Se l’ouverture (Xtra) e la mite traccia ambient a fine (System Azac) possono portare alla luce fragilità di cui non si era mai sospettato – che emergono come verità urlate dalla giunonica donna nel momento del dormiveglia -, The Final Experiment riesce comunque a mantenersi dritto come il filo col piombo all’estremo (Black Heart). Tale disinvoltura non sfocia mai nell’arroganza di The Killer, ma porta lo Shed di The Final Experiment ad adottare degli espedienti che ancora una volta ne evidenziano il genio: le sottili linee armoniche, il basso british, e ancora l’animo breakbeat, edulcorano le pause sbiadite e la pallida techno (Outgoing Society, Extreme SAT, Taken Effect, Turn 2 Turn), avvolgendo The Final Experiment in un seducente e provocante velo nostalgico.
Lo stesso accade alla giunonica donna, la quale addolcisce i suoi contrasti intestini con l’inestimabile bellezza d’animo. Tanto che chi è aggrovigliato tra le lenzuola del letto di questa, seppure sia più o meno conscio delle sfumature che la donna può assumere, si arricchisce dei sentimenti tristi e piacevoli dai quali la donna è definita. E gli stessi finiscono per diventare il suo più ambito e carnale desiderio.

The Final Experiment non rappresenta di certo il soave canto del cigno muto ormai prossimo alla morte.

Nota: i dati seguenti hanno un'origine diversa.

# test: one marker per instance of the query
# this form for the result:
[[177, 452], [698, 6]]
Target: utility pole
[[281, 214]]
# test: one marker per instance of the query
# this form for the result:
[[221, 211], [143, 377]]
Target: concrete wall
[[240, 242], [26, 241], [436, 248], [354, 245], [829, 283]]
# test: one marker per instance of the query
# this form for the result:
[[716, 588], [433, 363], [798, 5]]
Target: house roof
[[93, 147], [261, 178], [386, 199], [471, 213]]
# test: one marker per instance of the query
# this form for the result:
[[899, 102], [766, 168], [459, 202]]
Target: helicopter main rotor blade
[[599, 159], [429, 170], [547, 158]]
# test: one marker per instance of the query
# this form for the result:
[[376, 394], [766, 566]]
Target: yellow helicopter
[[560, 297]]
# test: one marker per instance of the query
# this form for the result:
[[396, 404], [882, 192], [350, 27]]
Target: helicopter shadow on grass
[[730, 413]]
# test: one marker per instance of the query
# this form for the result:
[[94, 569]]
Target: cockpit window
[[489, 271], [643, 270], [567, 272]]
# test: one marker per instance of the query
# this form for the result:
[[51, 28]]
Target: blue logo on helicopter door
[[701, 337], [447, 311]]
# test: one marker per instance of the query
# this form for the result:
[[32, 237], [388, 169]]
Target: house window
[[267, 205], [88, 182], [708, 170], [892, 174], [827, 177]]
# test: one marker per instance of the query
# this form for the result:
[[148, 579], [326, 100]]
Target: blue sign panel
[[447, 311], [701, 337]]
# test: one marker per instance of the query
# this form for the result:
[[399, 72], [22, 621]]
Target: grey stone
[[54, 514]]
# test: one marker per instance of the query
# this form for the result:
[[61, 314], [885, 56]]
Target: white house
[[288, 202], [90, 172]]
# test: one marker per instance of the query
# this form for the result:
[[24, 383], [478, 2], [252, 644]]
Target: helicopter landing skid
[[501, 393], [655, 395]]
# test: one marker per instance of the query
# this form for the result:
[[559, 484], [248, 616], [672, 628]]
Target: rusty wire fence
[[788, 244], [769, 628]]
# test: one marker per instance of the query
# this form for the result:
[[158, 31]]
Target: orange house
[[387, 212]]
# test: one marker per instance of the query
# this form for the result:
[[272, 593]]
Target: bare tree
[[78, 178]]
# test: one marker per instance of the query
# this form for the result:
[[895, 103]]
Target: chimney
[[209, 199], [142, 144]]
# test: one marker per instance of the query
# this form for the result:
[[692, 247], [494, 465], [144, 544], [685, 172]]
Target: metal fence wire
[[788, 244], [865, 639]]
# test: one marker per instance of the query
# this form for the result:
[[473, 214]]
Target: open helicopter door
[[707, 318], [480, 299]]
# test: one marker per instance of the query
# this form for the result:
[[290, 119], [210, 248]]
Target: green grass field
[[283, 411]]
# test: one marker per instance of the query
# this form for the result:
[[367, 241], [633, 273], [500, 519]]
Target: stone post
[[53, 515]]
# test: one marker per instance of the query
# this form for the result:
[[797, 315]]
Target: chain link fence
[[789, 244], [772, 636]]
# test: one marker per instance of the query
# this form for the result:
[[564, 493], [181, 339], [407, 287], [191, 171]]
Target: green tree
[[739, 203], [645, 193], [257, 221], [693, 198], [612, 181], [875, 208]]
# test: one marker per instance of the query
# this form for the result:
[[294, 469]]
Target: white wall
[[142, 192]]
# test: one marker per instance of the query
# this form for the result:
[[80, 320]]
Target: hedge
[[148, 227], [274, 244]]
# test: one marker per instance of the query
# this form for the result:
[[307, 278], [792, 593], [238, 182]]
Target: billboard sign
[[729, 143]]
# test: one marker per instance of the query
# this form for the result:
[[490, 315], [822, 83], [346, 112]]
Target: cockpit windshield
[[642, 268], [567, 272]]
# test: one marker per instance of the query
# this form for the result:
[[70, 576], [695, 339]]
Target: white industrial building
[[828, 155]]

Ma anzi, l’ultimo lavoro di René Pawlowitz, sembra portare in sé le parole di Gene Wilder in Frankenstein Junior: “Io solo sono riuscito a scoprire il segreto di infondere la vita, macché, anche di più: io, proprio io, sono divenuto capace di rianimare nuovamente la materia inanimata!”. “Si… può… fare!”: per mezzo di qualche gradevole sortilegio, lo Shed di The Final Experiment rianima il genere techno e noi tutti da tempo immersi in quello spirito dei tempi – in quello Zeitgeist direbbero i romantico-idealisti tedeschi – ormai divenuto claustrofobico.

Tracce consigliate: Extreme SAT, Turn 2 Turn.